Fue por eso que decidí entrar a trabajar en Fintual, de frente al horror que nos había hecho fracasar como empresa, de frente al mundo financiero. Tenía escepticismo al principio, aún seguía la soberbia y obviamente me daba pena no poder seguir colaborando en las ciencias, pero lo que me dijo uno de los fundadores de Fintual en mi entrevista fue lo que me convenció. La persona que me entrevistó no me conocía, no conocía a Tim, no podría haber leído mis pensamientos y sin embargo me dijo: “En Fintual, además de facilitar la inversión con una aplicación fácil de usar, queremos abrir la caja negra de este lenguaje financiero tan cerrado y burocrático, para que cualquiera pueda entender cómo funciona un poco la economía, el mercado, la administración de la plata”. Querían que fuera algo menos Kafkiano, prender la luz en la pieza en ese momento en que nos despertamos de la pesadilla económica.

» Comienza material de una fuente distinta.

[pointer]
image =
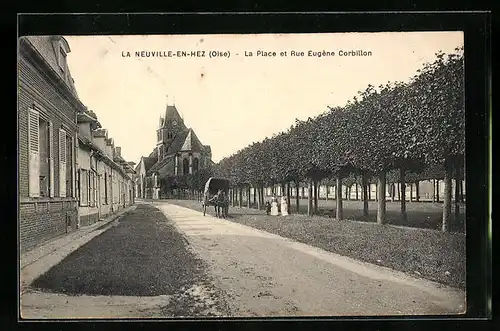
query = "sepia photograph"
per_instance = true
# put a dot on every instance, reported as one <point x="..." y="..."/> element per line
<point x="241" y="175"/>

Quiero terminar contando sobre el día que supe de la leyenda de terror Candyman.

Me dijeron que si decía Candyman cinco veces al frente del espejo con la luz apagada, estaría haciendo una invocación a un espíritu que me mataría. Varias noches me inmovilicé, no podía ir al baño pensando en eso, porque sabía que me tentaría a hacer la prueba y a decepcionar a mi familia con mi muerte en el baño.

Al final le conté a mi papá y me obligó a ir al baño con él, a apagar la luz y a que dijéramos Candyman juntos, cinco veces: Candyman, candyman, candyman, candyman, candyman. No pasó nada. Cuando se fue de mi pieza, con todo el orgullo del mundo me dije a mi misma: “Él no sabe que no nos va a matar ahora, que nos va a matar después, mientras durmamos”. Después de esa noche se me olvidó y volví a ir al baño. Todavía estamos vivos.